I have recently been involved in setting up a home LAN, My client doesn't want to spend any money other than the hardware he has aquired already and Windows XP (which he has three licensed versions).

Now with one of these 'PC's', I wouldn't be suprised if a toaster has better SIS Sandra scores.

I've got XP on it with SP2, firefox, office 2000pro, zone alarm and Ad-aware 6. I've ran boot-viz, defragged, created a separate page file partition.

It is currently on a 100base connected to a Netgear DG814. It (the toaster PC) will be only used for surfing the net, Outlook mail fowarding and a little HTML file hosting.

I need to disable as many services as possible (I think I've tried everything else possible to speed this machine up a little bit......and no!!!! OC'ing is not an option) - any suggestions please.

..Harware tuneing is not my speciality.


For those peeps who want to know P233mhz, 128mb 100mhz Dimms, 4Gb HH, On-board: 1mb graphics & sound

 
In all honestly, disabling some services probably will not help it too much, but a good place to look at what each service does is Black Viper. Aslo if you can try to bump up the ram to atleast 256mb.

The other thing that could be done is turn of the xp fancy look, by right clicking my computer -> advanced-> preformace settings -> visual effects tab -> Adjust for best preformace option.

Dahak
 
I've change the XP GUI by changing to 'classic' look (basically looking like w2k)

Upgrades are not an option either - the most I manged to squeeze into this box was 128mb (from 32mb).

Service likes 'Fast user switching' - is this nessecary for a box wich will never be logged into?
or 'DCHP client' - is this required if the router will be assigning IP addresses an DNS names?
or 'Messenger' should this ever be switched on?
 
This site has information about the services that may be running on your system. Open up the Processes tab after hitting CTRL-ALT-DEL and you can find out which services to shutdown from there. To stop them from starting up with Windows, go to Control Panel, Administrative Tools, Services and set them to manual or disabled.

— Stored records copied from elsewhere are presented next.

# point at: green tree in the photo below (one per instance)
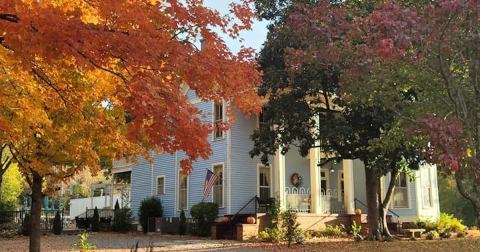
(12, 187)
(149, 208)
(312, 103)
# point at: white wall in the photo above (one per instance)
(78, 206)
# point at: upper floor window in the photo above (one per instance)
(400, 196)
(182, 191)
(161, 185)
(218, 120)
(218, 187)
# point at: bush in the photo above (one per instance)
(182, 227)
(26, 225)
(95, 220)
(83, 244)
(448, 223)
(271, 235)
(291, 230)
(149, 208)
(57, 226)
(331, 230)
(204, 214)
(122, 220)
(431, 235)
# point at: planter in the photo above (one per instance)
(358, 211)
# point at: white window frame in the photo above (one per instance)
(327, 179)
(258, 179)
(164, 180)
(178, 191)
(409, 196)
(429, 186)
(214, 122)
(339, 189)
(223, 183)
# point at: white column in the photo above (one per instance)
(315, 207)
(349, 186)
(279, 172)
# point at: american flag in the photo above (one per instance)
(209, 182)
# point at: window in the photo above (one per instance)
(341, 186)
(218, 120)
(262, 121)
(324, 181)
(400, 196)
(427, 188)
(182, 191)
(264, 181)
(161, 185)
(218, 186)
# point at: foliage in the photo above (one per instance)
(204, 214)
(114, 85)
(182, 226)
(291, 231)
(431, 235)
(12, 186)
(355, 229)
(448, 223)
(26, 229)
(95, 221)
(331, 230)
(451, 201)
(274, 235)
(83, 243)
(122, 220)
(57, 225)
(445, 223)
(149, 208)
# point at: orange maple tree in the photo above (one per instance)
(80, 80)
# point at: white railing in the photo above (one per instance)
(298, 199)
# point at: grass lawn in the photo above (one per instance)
(124, 242)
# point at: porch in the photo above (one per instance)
(303, 186)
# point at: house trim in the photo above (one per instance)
(164, 182)
(214, 139)
(258, 179)
(409, 194)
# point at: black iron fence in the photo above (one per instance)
(18, 218)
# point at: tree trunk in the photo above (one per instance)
(35, 212)
(466, 185)
(385, 203)
(371, 183)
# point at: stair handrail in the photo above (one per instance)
(244, 206)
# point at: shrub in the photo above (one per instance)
(204, 213)
(83, 244)
(95, 220)
(292, 232)
(149, 208)
(426, 224)
(448, 223)
(122, 220)
(355, 229)
(271, 235)
(461, 234)
(331, 230)
(26, 225)
(431, 235)
(182, 227)
(57, 226)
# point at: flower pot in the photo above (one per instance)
(358, 211)
(251, 220)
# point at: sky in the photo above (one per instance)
(253, 38)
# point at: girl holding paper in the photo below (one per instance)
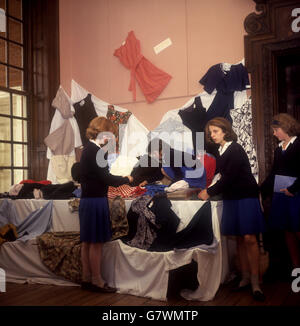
(284, 182)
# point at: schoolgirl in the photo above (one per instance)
(242, 215)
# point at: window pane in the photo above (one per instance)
(4, 103)
(5, 177)
(20, 175)
(15, 55)
(20, 130)
(5, 128)
(15, 8)
(15, 78)
(15, 31)
(2, 4)
(20, 155)
(3, 76)
(19, 106)
(3, 51)
(5, 154)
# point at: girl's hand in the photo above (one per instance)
(143, 184)
(203, 195)
(286, 192)
(130, 178)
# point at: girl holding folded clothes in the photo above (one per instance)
(95, 225)
(242, 215)
(283, 183)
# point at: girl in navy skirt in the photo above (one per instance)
(284, 183)
(95, 226)
(242, 215)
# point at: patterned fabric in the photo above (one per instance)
(125, 191)
(60, 252)
(146, 226)
(117, 117)
(242, 126)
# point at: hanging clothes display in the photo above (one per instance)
(151, 79)
(242, 126)
(84, 113)
(226, 78)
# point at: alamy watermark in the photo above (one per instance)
(160, 147)
(296, 281)
(296, 22)
(2, 280)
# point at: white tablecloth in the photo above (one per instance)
(131, 270)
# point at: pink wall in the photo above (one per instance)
(203, 33)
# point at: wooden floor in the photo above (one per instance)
(277, 294)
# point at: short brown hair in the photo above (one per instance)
(287, 123)
(100, 124)
(225, 125)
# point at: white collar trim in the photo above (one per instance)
(290, 142)
(223, 148)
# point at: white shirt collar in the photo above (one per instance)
(94, 141)
(223, 148)
(290, 142)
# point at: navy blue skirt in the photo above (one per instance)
(242, 216)
(285, 212)
(95, 225)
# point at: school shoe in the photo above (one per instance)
(258, 296)
(102, 289)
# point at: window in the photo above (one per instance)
(13, 97)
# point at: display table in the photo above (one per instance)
(131, 270)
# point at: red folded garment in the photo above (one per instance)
(125, 191)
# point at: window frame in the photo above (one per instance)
(8, 88)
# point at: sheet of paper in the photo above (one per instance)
(162, 45)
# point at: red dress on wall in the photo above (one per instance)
(151, 79)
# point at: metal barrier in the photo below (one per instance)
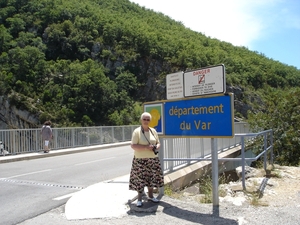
(260, 142)
(29, 140)
(179, 152)
(20, 141)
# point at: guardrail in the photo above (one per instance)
(18, 141)
(259, 143)
(179, 152)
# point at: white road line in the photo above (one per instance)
(63, 197)
(79, 164)
(25, 174)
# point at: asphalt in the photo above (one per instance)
(111, 202)
(89, 202)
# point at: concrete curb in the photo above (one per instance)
(56, 152)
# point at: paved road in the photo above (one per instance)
(33, 187)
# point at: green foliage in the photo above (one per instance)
(281, 113)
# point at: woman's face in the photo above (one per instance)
(146, 120)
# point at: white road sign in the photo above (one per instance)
(175, 85)
(205, 81)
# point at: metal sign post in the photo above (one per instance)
(215, 175)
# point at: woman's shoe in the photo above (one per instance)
(139, 203)
(155, 200)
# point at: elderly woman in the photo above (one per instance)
(146, 169)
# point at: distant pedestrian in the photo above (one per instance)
(46, 135)
(146, 168)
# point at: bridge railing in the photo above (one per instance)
(18, 141)
(177, 150)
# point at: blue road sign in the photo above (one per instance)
(207, 117)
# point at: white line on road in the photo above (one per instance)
(25, 174)
(64, 196)
(94, 161)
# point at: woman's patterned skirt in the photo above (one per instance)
(145, 172)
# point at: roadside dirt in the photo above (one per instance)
(284, 186)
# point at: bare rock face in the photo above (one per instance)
(13, 118)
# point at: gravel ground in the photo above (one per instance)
(279, 205)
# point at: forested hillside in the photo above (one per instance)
(93, 62)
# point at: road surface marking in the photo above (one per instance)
(25, 174)
(94, 161)
(63, 197)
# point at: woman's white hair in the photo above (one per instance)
(146, 114)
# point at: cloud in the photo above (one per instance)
(239, 22)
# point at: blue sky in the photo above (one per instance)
(270, 27)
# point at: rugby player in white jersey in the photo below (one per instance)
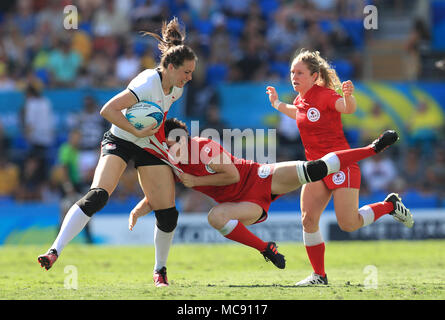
(161, 86)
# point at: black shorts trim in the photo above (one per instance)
(127, 151)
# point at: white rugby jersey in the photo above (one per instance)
(146, 86)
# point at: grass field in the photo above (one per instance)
(400, 269)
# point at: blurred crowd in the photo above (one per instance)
(235, 41)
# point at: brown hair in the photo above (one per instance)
(327, 76)
(171, 44)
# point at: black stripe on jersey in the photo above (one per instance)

EDIT: Here's a good guide to the Services.
 
Originally posted by: Monkey muppet
Service likes 'Fast user switching' - is this nessecary for a box wich will never be logged into?

Probably not.

or 'DCHP client' - is this required if the router will be assigning IP addresses an DNS names?

Is DHCP client necessary if the system is a DHCP client? Yes, yes it is.

or 'Messenger' should this ever be switched on?

No reason to have it on, on most networks.

If you use the blackviper site, be careful. I remember either seeing mistakes or some really fishy information on there (it's been a while, and I don't care enough to reinvestigate it).

The "client" that isn't willing to spend any money isn't much of a client. Wait until that 4GB drive dies, and guess whose fault it will be. 😉
 
I would avoid black viper, his descriptions are not detailed enough to make an educated decision about disabling the services. Also, I wouldn't recommend disabling them, set them to manual instead. This will mean the services is still available, just not started. If requested it will start and not cause an app/process to choke. Sometimes, the service won't start fast enough, and still produce errors, but it's better than disabled.

I would only disbale services for security issues, like maybe messegner. However, I would rather block that traffic at the firewall, before it every gets into the network as well as disabling the service.

I have seen lots of people disable too much, forget what they disabled, then have a PIA time with troubleshooting because they forgot about disabled services. It can also be a PIA to troubleshoot dependant service issues, since the errors may not refer to the dependant service.

A simple ex. would be, DHCP. Don't use it? OK, fine, you disable it and use static IPs. Then a year later, you move the machine to a friend's network, or buy a new router, and forget the service is disabled. Now you can't connect. Again this is a simple example, it can be much more difficult.